Efficacy and safety of inhaled insulin (Exubera) compared with subcutaneous insulin therapy in patients with type 2 diabetes

Results of a 6-month, randomized, comparative trial

Priscilla A. Hollander, Lawrence Blonde, Richard Rowe, Adi E. Mehta, Joseph L. Milburn, Kenneth S. Hershon, Jean Louis Chiasson, Seymour R. Levin

Research output: Contribution to journalArticle

233 Citations (Scopus)

Abstract

OBJECTIVE - Glycemic control using inhaled, dry-powder insulin plus a single injection of long-acting insulin was compared with a conventional regimen in patients with type 2 diabetes, which was previously managed with at least two daily insulin injections.

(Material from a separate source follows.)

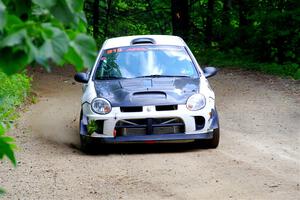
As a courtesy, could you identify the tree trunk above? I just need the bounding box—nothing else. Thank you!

RESEARCH AND METHODS - Patients were randomized to 6 months' treatment with either premeal inhaled insulin plus a bedtime dose of Ultralente (n = 149) or at least two daily injections of subcutaneous insulin (mixed regular/NPH insulin; n = 150). The primary efficacy end point was the change in HbA1c from baseline to the end of study. RESULTS - HbA 1c decreased similarly in the inhaled (-0.7%) and subcutaneous (-0.6%) insulin groups (adjusted treatment group difference: -0.07%, 95% CI -0.32 to 0.17). HbA1c < 7.0% was achieved in more patients receiving inhaled (46.9%) than subcutaneous (31.7%) insulin (odds ratio 2.27, 95% CI 1.24-4.14). Overall hypoglycemia (events per subject-month) was slightly lower in the inhaled (1.4 events) than in the subcutaneous (1.6 events) insulin group (risk ratio 0.89, 95% CI 0.82-0.97), with no difference in severe events. Other adverse events, with the exception of increased cough in the inhaled insulin group, were similar. No difference in pulmonary function testing was seen. Further studies are underway to assess tolerability in the longer term. Insulin antibody binding increased more in the inhaled insulin group. Treatment satisfaction was greater in the inhaled insulin group. CONCLUSIONS - Inhaled insulin appears to be effective, well tolerated, and well accepted in patients with type 2 diabetes and provides glycemic control comparable to a conventional subcutaneous regimen.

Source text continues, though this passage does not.